IRS beefs up compute power for fraud detection
Connecting state and local government leaders
When IRS ran a test of its fraud-detection algorithm on a GPU-accelerated platform across 4 terabyes of data, processing speeds increased 10-fold.
The IRS’ Office of Research, Applied Analytics and Statistics (RAAS) increased processing speeds 10-fold during a pilot test of a GPU-acceleration platform.
For the test, IRS built a cluster for its fraud-detection algorithm and ran a dataset of about 4 terabytes against it.
“Our expectation was we were definitely going to see some speed-up in computational processing,” but we didn’t expect that much, Joe Ansaldi, RAAS chief technical branch leader said during an Aug. 5 online event discussing the GPU-accelerated Cloudera Data Platform (CDP) on NVIDIA-certified systems.
RAAS has struggled with having the infrastructure to support data mining on its “troves of data,” he added. “Our biggest challenge is definitely the infrastructure to support all the ideas that the subject-matter experts are coming up with,” he said. The SMEs want to “dive in deeper within the algorithm space,” creating and training algorithms and expanding the number of parameters each of those algorithms has, he said.
Cloudera and NVIDIA aim to address key challenges around accelerated data science and artificial intelligence with the CDP powered by NVIDIA computing.
According to Scott McClellan, senior director of NVIDIA’s data science product group, data science starts with a preproduction, or ideation, phase in which researchers iteratively work through data engineering challenges such as aggregation and cleaning to produce labeled data they can use to train machine learning models or feed analytics pipelines.
The faster this phase moves, the more productive data scientists can be in the production phase, when pipelines are running continuously at scale.
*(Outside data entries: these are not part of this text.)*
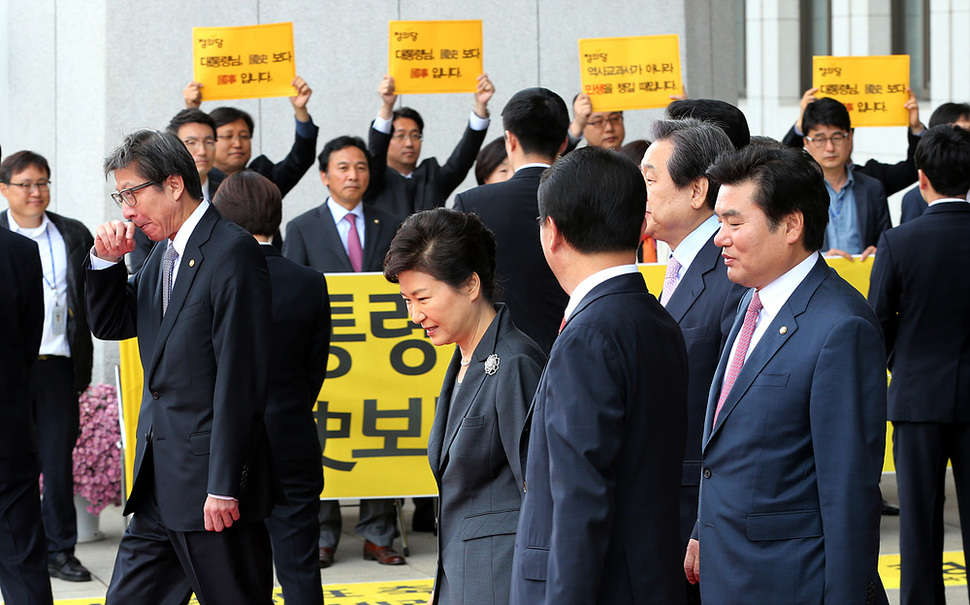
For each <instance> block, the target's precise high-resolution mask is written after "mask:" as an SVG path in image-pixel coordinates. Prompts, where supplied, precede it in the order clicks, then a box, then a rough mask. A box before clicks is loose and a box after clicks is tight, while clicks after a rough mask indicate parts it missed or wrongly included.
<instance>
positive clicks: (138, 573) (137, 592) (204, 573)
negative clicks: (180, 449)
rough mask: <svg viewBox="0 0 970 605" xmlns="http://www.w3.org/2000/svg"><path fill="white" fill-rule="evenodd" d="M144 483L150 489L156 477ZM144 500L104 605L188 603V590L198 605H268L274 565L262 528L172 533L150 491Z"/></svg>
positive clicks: (118, 563) (272, 592)
mask: <svg viewBox="0 0 970 605" xmlns="http://www.w3.org/2000/svg"><path fill="white" fill-rule="evenodd" d="M150 455H151V454H150V452H146V455H145V459H144V461H143V463H142V464H143V465H144V464H151V463H152V461H151V459H150ZM143 469H144V467H143ZM144 479H147V480H150V481H151V483H152V484H154V477H145V478H144ZM140 480H141V479H140ZM146 487H147V486H146ZM143 494H144V495H143V496H142V498H141V501H140V502H139V503H138V505H137V506H136V508H135V514H134V515H133V517H132V520H131V524H129V525H128V529H126V530H125V534H124V536H122V538H121V544H119V545H118V556H117V558H116V559H115V567H114V571H113V572H112V574H111V585H110V586H108V594H107V596H106V597H105V603H106V605H112V604H115V603H117V604H118V605H129V604H131V603H156V604H159V605H173V604H175V603H188V601H189V591H190V590H191V591H192V592H194V593H195V596H196V597H198V599H199V603H201V604H202V605H247V604H251V605H271V603H272V602H273V600H272V599H273V596H272V594H273V564H272V556H271V547H270V543H269V533H268V532H267V531H266V525H265V524H263V523H262V522H258V523H249V524H246V525H239V524H236V525H233V526H232V527H230V528H227V529H225V530H223V531H221V532H209V531H189V532H180V531H173V530H171V529H168V528H167V527H165V524H164V523H163V522H162V518H161V514H160V513H159V511H158V499H157V497H156V496H155V493H154V489H145V490H143ZM199 515H200V516H201V515H202V511H201V510H200V511H199Z"/></svg>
In that point, researchers may be dealing with individual datasets that are hundreds of gigabytes or terabytes in size and produced on an hourly basis, leading to total data processing in the hundreds of terabytes to petabytes range, McClellan said at an Aug. 3 online event.
CDP is a hybrid multicloud platform that can run in a data center, in the cloud or across both. It has a Shared Data Experience layer that handles security, governance, lineage, migration and metadata. Running on that is the Cloudera Accelerated Runtime with NVIDIA RAPIDS, a suite of open source software libraries and application programming interfaces for executing data science pipelines entirely on GPUs. On top of that sits user-facing data services.
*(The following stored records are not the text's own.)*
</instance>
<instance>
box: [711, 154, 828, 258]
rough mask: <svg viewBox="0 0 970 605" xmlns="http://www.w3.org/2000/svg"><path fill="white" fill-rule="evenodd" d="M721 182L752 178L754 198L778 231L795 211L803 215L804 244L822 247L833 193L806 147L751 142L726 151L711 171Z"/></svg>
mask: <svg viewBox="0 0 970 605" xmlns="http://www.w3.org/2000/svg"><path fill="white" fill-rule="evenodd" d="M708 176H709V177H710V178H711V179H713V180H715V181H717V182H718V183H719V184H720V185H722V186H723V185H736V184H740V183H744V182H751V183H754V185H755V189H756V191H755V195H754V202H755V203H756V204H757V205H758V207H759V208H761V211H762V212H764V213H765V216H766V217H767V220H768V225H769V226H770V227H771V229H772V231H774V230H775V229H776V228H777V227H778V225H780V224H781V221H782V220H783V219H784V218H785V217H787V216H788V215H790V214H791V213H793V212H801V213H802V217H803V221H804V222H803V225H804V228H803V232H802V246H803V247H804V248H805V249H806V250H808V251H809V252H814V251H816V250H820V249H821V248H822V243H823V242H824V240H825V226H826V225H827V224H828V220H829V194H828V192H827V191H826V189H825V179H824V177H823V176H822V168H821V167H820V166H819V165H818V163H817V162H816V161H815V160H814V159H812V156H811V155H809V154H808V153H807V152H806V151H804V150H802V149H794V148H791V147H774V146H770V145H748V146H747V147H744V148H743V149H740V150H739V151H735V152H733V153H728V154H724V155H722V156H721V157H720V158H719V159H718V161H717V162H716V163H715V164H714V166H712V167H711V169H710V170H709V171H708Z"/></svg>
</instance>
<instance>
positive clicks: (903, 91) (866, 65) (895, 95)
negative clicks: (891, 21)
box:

With the services, users can run life cycle data, stream data, store and enrich data, report on it, build operational applications and build ML and AI models, said Sushil Thomas, vice president of ML at Cloudera.
“Cloudera integrates this functionality into CDP so that all of our customers and all of that data have access to that acceleration without making any changes to their application, and that’s really important,” Thomas said. “Customers don’t have to go and rewrite things; their existing applications work.”
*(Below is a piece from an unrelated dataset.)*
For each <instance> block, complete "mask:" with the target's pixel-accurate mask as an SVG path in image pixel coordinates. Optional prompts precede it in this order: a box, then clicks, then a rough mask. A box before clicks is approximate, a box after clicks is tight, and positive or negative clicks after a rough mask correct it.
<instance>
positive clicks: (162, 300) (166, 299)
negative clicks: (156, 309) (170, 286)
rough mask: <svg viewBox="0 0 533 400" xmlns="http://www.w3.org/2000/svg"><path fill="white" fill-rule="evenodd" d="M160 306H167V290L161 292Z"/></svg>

“It lets our customers do more. On the ML side, this means more compute power and model-creating and getting to better model accuracy,” he added. “On the data engineering side, it means accelerated processing with five times or more full-stack acceleration when you think about an end-to-end data science workload. This means you can do five times more with the same data center footprint.”
At RAAS, Ansaldi said the subject-matter expert who worked on the fraud-detection algorithm will continue running that and that the department plans to procure NVIDIA A100 Tensor CORE GPU cards, which accelerate data center compute abilities, to expand testing.
“With the pilot now, we have an idea of the infrastructure we need going forward and also just in terms of thinking of the algorithms and how we can approach these problems to actually code out the solutions to them,” he said. “Now the shackles are off and we can just run to our heart’s desire.”